Specific Individual Provisions
- Recovery Rebates – Taxpayers with adjusted gross income of up to $75,000 ($150,000 joint filers) are eligible for recovery rebates of $1,200 ($2,400 joint filers). In addition, they are eligible for an additional recovery rebate of $500 per child. The rebate phases out at $99,000 of adjusted gross income ($198,000 joint filers).Even though the credit was not available in 2019, the IRS will be estimating the credit based on 2019 income tax returns filed (2018 returns if 2019 has not yet been filed) and treating the amount as a payment made against the 2019 tax. The IRS has been directed to issue refunds as quickly as possible.
- Retirement Funds – Early distribution penalties have been waived on distributions of up to $100,000 from qualified retirement accounts for COVID-19 related purposes made on or after January 1, 2020. In addition, such distributions would be subject to tax over 3 years and the taxpayer may re-contribute the funds within three years without regard to that year’s cap on contributions. The CARES Act provides that the required minimum distribution rules for certain retirement plans and accounts do not apply.
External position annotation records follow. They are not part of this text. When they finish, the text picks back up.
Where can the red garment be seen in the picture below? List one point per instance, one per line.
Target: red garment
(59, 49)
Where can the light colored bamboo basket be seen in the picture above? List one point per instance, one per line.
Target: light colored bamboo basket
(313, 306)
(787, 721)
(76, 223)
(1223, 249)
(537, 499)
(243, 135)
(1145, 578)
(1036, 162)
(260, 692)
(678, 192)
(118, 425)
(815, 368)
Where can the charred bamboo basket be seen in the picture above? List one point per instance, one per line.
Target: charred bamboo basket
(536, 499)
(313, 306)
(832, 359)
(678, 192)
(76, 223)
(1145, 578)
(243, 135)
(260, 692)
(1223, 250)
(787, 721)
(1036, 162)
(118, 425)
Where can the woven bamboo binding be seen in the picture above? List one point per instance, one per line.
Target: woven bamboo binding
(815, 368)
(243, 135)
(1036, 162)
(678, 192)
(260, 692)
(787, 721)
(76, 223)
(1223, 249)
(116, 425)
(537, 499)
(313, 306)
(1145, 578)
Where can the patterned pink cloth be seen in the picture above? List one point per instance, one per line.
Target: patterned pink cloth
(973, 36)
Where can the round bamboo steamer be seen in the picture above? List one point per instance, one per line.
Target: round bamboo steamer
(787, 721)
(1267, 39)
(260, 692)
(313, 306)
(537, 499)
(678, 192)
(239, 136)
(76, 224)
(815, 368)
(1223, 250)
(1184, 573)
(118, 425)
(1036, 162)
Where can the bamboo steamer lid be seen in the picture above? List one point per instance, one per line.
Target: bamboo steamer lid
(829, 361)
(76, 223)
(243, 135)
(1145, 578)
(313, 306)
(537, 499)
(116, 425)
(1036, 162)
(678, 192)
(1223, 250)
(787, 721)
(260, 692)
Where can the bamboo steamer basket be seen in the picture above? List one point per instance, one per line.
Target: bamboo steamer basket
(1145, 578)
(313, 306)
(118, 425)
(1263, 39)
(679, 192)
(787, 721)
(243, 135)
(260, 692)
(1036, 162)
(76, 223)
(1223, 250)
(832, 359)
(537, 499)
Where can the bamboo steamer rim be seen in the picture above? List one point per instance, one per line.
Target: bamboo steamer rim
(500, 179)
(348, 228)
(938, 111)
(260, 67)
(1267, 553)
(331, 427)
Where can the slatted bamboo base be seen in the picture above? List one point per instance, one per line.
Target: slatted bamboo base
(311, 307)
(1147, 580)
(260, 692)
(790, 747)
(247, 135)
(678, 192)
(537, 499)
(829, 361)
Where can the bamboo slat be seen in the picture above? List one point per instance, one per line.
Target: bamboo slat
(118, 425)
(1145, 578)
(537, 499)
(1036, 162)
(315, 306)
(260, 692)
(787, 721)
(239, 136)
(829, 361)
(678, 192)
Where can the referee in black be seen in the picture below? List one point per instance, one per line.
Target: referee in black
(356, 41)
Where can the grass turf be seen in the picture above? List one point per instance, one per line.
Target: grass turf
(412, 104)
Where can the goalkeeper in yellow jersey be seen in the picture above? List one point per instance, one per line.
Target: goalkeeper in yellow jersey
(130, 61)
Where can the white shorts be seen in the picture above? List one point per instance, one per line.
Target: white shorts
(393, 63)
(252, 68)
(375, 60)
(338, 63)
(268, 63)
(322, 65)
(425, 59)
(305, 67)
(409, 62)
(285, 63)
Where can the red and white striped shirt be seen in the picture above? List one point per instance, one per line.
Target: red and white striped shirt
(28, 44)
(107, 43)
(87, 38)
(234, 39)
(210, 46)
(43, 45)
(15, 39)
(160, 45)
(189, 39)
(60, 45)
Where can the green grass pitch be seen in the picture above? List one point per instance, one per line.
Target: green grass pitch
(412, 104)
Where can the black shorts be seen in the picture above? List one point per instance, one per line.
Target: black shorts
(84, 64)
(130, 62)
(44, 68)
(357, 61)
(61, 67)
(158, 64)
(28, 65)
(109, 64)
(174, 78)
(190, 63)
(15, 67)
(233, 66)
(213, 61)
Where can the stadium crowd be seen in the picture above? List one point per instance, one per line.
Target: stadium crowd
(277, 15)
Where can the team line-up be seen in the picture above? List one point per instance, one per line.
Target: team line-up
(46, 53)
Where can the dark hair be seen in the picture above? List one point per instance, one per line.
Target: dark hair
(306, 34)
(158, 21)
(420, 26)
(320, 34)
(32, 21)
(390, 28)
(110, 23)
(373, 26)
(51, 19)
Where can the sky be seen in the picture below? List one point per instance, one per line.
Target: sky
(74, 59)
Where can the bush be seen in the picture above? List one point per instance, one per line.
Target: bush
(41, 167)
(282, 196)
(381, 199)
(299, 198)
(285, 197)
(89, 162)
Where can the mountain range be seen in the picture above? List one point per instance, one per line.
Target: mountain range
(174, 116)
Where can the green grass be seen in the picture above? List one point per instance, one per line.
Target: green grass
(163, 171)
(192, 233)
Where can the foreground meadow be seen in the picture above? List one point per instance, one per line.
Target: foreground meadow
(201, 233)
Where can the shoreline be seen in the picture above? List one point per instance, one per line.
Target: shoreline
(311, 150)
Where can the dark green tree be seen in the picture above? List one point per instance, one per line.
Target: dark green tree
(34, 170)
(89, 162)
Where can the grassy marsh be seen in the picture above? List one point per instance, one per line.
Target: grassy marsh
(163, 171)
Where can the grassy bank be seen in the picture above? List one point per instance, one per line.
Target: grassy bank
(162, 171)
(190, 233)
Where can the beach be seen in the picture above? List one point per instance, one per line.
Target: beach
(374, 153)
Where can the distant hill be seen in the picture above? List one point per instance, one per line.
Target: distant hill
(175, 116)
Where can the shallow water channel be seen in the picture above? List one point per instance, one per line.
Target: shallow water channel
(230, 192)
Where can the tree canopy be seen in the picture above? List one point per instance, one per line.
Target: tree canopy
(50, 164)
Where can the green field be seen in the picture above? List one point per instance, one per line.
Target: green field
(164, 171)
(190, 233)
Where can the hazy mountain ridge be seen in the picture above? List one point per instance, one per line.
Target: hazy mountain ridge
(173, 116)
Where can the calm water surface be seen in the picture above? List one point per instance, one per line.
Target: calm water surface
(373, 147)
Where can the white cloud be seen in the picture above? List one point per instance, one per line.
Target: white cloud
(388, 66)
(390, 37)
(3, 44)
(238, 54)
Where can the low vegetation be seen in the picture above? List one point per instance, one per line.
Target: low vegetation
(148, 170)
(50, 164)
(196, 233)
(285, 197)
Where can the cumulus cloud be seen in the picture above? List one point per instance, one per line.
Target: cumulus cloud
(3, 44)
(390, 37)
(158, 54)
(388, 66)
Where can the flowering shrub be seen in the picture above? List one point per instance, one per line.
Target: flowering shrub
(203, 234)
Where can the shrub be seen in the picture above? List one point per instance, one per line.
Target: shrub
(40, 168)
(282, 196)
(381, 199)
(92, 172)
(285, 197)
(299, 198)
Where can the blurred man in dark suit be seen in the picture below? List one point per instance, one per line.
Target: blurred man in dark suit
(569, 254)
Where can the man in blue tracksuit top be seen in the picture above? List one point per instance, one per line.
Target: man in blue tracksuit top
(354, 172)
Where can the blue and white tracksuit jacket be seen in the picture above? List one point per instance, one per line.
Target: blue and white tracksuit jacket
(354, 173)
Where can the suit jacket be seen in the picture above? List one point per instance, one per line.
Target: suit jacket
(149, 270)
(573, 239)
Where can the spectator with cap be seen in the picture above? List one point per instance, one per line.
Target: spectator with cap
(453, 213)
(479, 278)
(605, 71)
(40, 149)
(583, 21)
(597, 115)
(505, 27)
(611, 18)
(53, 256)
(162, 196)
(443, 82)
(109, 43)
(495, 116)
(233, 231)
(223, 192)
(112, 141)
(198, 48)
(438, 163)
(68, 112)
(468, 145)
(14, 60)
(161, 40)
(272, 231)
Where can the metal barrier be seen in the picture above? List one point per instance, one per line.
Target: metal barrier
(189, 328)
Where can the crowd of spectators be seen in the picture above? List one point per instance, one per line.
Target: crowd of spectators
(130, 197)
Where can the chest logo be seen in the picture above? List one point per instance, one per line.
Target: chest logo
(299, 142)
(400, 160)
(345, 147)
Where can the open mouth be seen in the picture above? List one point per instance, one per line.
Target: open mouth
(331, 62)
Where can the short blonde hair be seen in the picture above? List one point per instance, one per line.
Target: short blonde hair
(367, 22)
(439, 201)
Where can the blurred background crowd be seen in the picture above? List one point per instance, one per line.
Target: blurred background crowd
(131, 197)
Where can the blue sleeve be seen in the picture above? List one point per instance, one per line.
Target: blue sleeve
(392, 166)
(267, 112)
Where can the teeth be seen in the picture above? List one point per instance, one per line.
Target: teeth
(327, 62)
- Charitable Contributions – Taxpayers may deduct up to $300 of charitable contributions, whether they itemize or not. This is known as an “above the line” deduction. In addition, the 60% of adjusted gross income limitation for is suspended with regard to qualifying charitable contributions. There are some very specific rules that need to be considered, but essentially, for contributions to avoid the deduction limitation they must go directly to a charity and cannot be given to a Donor Advised Fund or supporting organization.
- Employer Education Payments – Normally, student loan payments made on behalf of an employee are considered as taxable compensation. The CARES Act adds these payments to the types of educational payments that are excludable from income if they are made before January 1, 2021. The per-employee limit for all educational payments $5,250. An eligible student loan repayment includes payments by the employer, whether paid to the employee or a lender, of principle or interest on any qualified higher education for the education of the employee.
- Other – Unemployment benefits have been relaxed for those individuals unable to work as a direct result of COVID-19. Unemployment will include an additional $600 per week above the maximum state benefit available for up to four months.
The above represents our best understanding and interpretation of the material covered as of the date of this post. Things are moving at a rapid pace, and as such, information is subject to change. This information is provided for informational purposes only and is not intended to be a substitute for obtaining accounting, tax, or financial advice from an accountant.